From what I understand, this is centainly a thing that happens in x86 processors. Otherwise it would not be possible to for instance add a 64-bit number to a 64 bit register (the opcode would take a few bits + 64 bits for the number > 64).
What I would like to know is what the limit of bits in an instruction is and how the instruction is read if it is larger than the bitness (databus). Besides, I also know most RISC CPU's use a fixed size instruction, so if you pass a number operand directly, does the instruction simply double in size?
a x86_64 CPU reading a 128 bit instruction
That won't happen, the maximum instruction size is defined to be 15 bytes. You could construct longer instructions but they will be invalid.
You don't need 16 bytes to have an instruction that takes a 64bit immediate operand. There are only a couple of x64 instructions that even do that in the first place, for example mov r64, imm64 which is encoded as REX.W B8+r io and is thus 10 bytes. Almost all 64 bit x64 instructions that take an immediate take a sign-extended shorter immediate, 8 or 32 bits.
In RISC ISAs it's typically impossible to have an immediate as big as the word size, you'd have to construct big values in a register in two steps or load them from memory.
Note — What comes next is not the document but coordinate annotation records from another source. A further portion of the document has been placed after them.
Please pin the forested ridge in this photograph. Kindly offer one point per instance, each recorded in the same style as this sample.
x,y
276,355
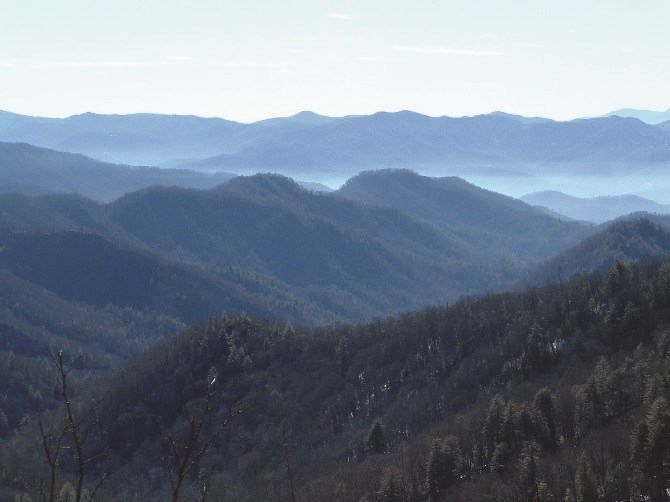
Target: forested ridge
x,y
556,393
But x64, like its x86 roots, is definitely not RISC.
I suspect this question is (partly) motivated by the mental image of instructions coming over a data bus one by one, which is nice for MIPS or such, but with variable-length instructions with no alignment requirements like you have in x86 you just can't do that - no matter what kind of block you pick, it may be (and likely is) cutting right through some instruction. So decoding is, in the simplest view, a state machine with a buffer, decoding the first instruction and dropping it from the buffer, filling more bytes when there's room (of course it's more complicated now).